The issues related to the thinness of the laser beam, which implies very strict requirements on machining and assembling of workpiece, can be overcome with hybrid laser-arc welding (Figure 4). Some authors explored the synergic effects of a welding torch and a laser beam which travel at few millimeters of distance along the same axis. The results given in literature (see for example Li et al. [45] for welding thick plates of mild steel, or Spena et al. [46] for welding Mn steel to dual phase steel) can be considered preparatory for applications in welding ferritic / austenitic dissimilar steels. In this regard the work of Zhang et al. [47] is exemplifying, as it demonstrates how an acceptable 20 mm thick weld between dissimilar EH36 mild steel and 316L austenitic steel can be obtained by optimizing the welding parameters of a narrow-gap hybrid laser-arc welding process.
It is known that in LBW processes the use of filler wire implies stringent requirements for positioning [49]. On the other hand, laser beam allows for deep autogenous welding of thick plates; however, in the case of dissimilar metals, the use of an appropriate filler metal is crucial to compensate for dilution and achieve good weld performance.

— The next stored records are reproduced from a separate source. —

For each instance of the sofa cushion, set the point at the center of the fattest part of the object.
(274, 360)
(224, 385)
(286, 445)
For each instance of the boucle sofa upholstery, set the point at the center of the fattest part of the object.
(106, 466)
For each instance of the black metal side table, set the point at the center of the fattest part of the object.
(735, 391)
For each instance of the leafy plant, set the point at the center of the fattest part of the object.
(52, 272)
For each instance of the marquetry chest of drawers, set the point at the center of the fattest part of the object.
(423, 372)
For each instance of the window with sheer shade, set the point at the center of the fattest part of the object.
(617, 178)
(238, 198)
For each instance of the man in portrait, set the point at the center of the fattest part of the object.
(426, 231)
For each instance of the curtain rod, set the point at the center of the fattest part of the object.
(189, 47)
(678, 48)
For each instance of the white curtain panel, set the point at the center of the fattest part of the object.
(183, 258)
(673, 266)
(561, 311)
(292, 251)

An alternative way could be the addition of filler metal in form of consumable inserts, placed between the edges of two butt-positioned plates. This solution was adopted in [48] for LBW two plates of carbon steel clad with austenitic steel, achieving good results with a suitable choice of the welding parameters (Figure 5).
Fiber laser technology have only recently caught on for a beam of outstanding optical quality and a precise welding action [31]. High-power fiber laser allows the beam to be split in multiple beams (each one with intensity sufficient to work in the keyhole mode), which can be shaped in a pre-defined pattern of multiple spots to reproduce the actual joint configuration.
Although there are references in the literature to the multi-beam welding between stainless steel or between carbon steel and aluminum sheets, it is worth thinking that this technique could be useful also for joining dissimilar steels. In [50], the authors demonstrated that it is possible to produce a bead with rectangular cross-section by correctly choosing the spot configuration and the working parameters. For a row of multiple spots, they obtained equal penetration depth if the edge spots have 5%–10% more power than the center spots. Beam splitting, produced by a high-power fiber laser apparatus, was used to butt-weld four stainless sheets placed in a complex geometry [51]. The pattern utilized for the multiple beams was side-by-side, characterized by three spots for each of the three joints to be welded. Furthermore, Cui et al. successfully performed LBW of steel/Al lapped joints by means of a dual-beam with a side-by-side configuration (Figure 6) [52]. These results seem encouraging for the use of the multiple spot technique in welding dissimilar steels.

4. Discussion

Physical and mechanical properties are not the same in the weld and parent metals. For example, the linear thermal expansion coefficient λ (°C-1) varies from about 13⋅10-6 for carbon steel to 17⋅10-6 for AISI 304 austenitic steel and 10⋅10-6 for AISI 430 ferritic steel; heat conductivity k (W/(°C⋅m)) from 45 for carbon steel to 16 for AISI 304 and 25 for AISI 430. The difference in coefficients of thermal expansion between ferritic and austenitic steels gives rise to distortions or, when prevented, to thermal stresses, as shown by the numerical simulation carried out in [53,54]; moreover, recent experimental measurements and numerical simulations were performed investigating the effects of cooling and heating cycles during service [55].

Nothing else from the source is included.